Signed and dated l.r.: ‘H. Stieffel, 5th US Inf. 1878’

This beautifully detailed watercolor of Fort Keogh was rendered by the hand of a soldier who called the fort home when the Indian Wars in the US were raging out of control. The fort was established shortly after the defeat of General George Armstrong Custer at the Battle of the Little Bighorn on June 25, 1876, the most famous action of the Indian Wars. In an effort to bring the Indians in the region under control and onto reservations, the Army sent General Nelson A. Miles to the plains of Eastern Montana to establish Fort Keogh following the battle. The order for the development of the fort was signed on August 28, 1876, and building soon commenced.

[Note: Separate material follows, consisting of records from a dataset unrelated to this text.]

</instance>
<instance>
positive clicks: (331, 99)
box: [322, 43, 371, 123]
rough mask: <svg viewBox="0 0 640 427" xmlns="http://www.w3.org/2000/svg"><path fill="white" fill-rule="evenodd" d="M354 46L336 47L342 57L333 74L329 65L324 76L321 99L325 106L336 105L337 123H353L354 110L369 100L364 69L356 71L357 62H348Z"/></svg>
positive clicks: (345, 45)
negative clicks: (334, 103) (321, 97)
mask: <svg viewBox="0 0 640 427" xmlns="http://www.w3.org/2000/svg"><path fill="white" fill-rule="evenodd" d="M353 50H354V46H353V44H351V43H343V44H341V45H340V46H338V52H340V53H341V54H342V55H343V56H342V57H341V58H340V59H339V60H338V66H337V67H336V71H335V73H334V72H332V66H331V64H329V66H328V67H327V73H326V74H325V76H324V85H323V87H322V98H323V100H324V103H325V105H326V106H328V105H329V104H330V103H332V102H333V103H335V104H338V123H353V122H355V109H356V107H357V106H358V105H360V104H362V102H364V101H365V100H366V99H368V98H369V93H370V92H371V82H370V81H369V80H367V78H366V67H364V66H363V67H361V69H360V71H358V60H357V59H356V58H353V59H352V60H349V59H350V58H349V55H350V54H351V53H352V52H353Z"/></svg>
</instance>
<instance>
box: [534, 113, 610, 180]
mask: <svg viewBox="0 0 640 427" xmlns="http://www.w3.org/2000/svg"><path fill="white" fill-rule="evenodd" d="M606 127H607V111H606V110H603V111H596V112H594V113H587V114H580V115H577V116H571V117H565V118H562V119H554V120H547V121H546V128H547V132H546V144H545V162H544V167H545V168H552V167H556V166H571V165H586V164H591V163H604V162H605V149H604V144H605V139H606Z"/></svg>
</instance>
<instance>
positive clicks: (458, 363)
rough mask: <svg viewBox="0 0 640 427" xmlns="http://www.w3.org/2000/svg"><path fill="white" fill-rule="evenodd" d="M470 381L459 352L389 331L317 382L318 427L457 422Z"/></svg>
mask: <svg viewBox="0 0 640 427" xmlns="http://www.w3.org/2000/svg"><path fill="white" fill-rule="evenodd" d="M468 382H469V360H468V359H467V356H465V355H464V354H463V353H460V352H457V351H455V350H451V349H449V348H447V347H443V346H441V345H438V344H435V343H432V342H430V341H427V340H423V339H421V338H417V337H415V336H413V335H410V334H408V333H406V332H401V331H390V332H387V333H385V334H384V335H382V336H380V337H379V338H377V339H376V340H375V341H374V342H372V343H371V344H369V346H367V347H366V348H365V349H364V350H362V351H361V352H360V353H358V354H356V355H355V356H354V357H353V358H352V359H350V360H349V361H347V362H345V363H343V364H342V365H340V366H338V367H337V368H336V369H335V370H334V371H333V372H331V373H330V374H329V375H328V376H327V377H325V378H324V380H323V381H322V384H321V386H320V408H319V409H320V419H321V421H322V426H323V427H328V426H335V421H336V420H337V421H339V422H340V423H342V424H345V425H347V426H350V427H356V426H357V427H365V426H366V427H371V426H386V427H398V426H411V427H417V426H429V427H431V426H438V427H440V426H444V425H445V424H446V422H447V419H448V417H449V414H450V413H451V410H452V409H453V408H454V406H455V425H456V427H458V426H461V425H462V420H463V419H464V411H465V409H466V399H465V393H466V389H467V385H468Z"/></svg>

The original site of the fort had actually been scouted in 1873 by Colonel D.S. Stanley while he led an expedition though the area. He felt that the location was good to supply troops throughout the region. However it wasn't until Custer's Last Stand that the Army took action to build an encampment. As plans were made to bring the Great Northern Railway to the region, the army went out to survey the land and develop maps. The troops came into contact with two tribes of Indians, the Sioux and the Crow. The Sioux had pushed the Crow out west of their lands as civilization moved west. The Crow proved to be great allies of the Army.

General Miles established the Cantonment Tongue River at the confluence of the north flowing Tongue River (Montana) and the east flowing Yellowstone River. The selection of this site would provide easy access to the boats that would bring supplies up the Yellowstone to the fort. The original cantonment was referred to by several names during the first two years of existence. It wasn't until November 8, 1878 that the government officially named the fort Keogh. The arrival of the Army brought the need for business. Soldiers needed to dine, relax and sometimes have a wild time. Named after the fort's leader, Milestown was developed, in a very nondescript way, to meet those needs.

General Miles was a well respected leader not only within his troops, but with the Indians as well. With the promise of fair treatment and a better life, General Miles was able to bring Indian nations to the reservations, though not all of those nations immediately surrendered. General Miles was in battle right beside his troops, even in the extreme cold of winter. With the Indians moving throughout the wide-open spaces of the Montana Territory, battles often took the troops hundreds of miles from the fort.

German-born soldier Herman Stieffel’s rendering of the fort appears to be done earlier in the year as the land still appears verdent and lush. Although Stieffel’s style is somewhat primitive, and he misspells the name of the fort as he titles his work “Fort Keoeg” the amount of detail (down to the gophers peering out of their holes), is impressive. A very similar view of Fort Keogh by Stieffel can be found in the National Archives.